The IR source can be a blackbody, LED or a laser. The modulation is performed by a mechanical chopper or electrically modulating the source. The most interesting advantage of this technique is that no optical filter or spectrograph is necessary, since the gas inside the differential cell acts like an optical filter (so-called gas correlation method). The selectivity is given by the real absorption spectrum and is not affected by any instrument function.

The differential photoacoustic spectroscopy is an ideal platform for single gas sensors. This measurement concept is the motivation for the MINIGAS EU-project that aims to a miniaturized high performance gas sensor based on combining cantilever sensor based differential PAS and infrared LED sources.

A fast and sensitive gas analyzer can be achieved by combining laser sources with the differential photoacoustic spectroscopy concept. This is ideal technology e.g. for gas flux measurements where low detection limits and short response time are required.

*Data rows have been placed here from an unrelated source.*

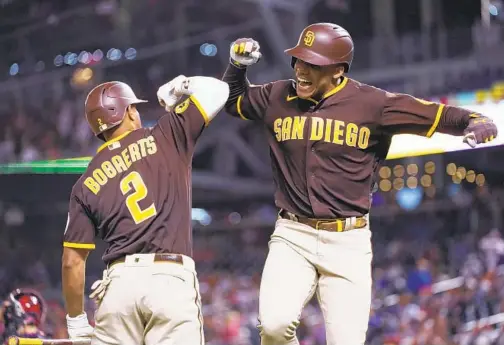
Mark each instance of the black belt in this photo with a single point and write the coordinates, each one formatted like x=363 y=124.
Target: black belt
x=176 y=258
x=335 y=225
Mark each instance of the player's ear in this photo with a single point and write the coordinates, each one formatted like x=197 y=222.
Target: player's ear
x=130 y=110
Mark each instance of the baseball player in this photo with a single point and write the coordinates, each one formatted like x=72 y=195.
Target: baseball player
x=328 y=135
x=136 y=196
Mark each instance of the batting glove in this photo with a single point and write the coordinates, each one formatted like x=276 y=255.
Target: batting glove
x=79 y=327
x=170 y=93
x=245 y=52
x=480 y=130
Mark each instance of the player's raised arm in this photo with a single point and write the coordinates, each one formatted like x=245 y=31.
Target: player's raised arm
x=246 y=101
x=186 y=121
x=403 y=113
x=78 y=241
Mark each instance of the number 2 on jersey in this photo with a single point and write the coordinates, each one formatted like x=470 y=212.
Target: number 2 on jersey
x=134 y=181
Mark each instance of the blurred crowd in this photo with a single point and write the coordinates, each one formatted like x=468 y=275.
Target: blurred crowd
x=452 y=292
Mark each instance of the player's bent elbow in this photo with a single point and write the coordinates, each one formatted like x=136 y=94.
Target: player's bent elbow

Photoacoustic Fourier Transform Infrared Spectroscopy (FTIR-PAS)

FTIR is a widely used method for obtaining IR spectra of a sample. The sample is exposed to IR radiation modulated by an interferometer and the intensity of transmitted radiation is monitored via an IR detector. At certain resonant frequencies characteristic of the specific sample, the radiation will be absorbed resulting in a series of peaks in the spectrum, which can then be used to identify the sample.

Gasera has improved the sensitivity of the gas phase FTIR significantly by combining FTIR and photoacoustic spectroscopy (FTIR-PAS). This technology can also be applied to solid, semi-solid and liquid samples.

 

Gas phase photoacoustic FTIR is based on the absorption of modulated light leading to the local warming of the absorbing volume element. The generated pressure waves are detected by a sensitive pressure detector producing a signal proportional to the absoption.

In comparison to an absorption spectrometer (conventional FTIR) a significantly smaller sample cell can be used. Therefore, small sample gas volumes are needed and the whole device is smaller. This makes it ideal for compact portable and hand-held instruments.

Short optical path length brings about other advantages, in particular the high linearity of response of the measured signal. Linearity is important for measuring the analyte response accurately and for accurately subtracting the signals from any interfering gases, in particular, from water and CO2. This feature is very important when measuring industrial exhaust gases, which usually contain high levels of water vapour.

The Gasera’s patented optical cantilever sensor provides huge dynamic range. This combined with the linear response opens up new interesting applications such as before and after analysis of scrubbers etc.

Furthermore, when using the novel silicon cantilever sensor, the sample cell can be heated up to 200°C, which is required in many industrial emission applications. As a result of these advantages, the photoacoustic technique has a high potential for the measurement of industrial emission gases, in all fields.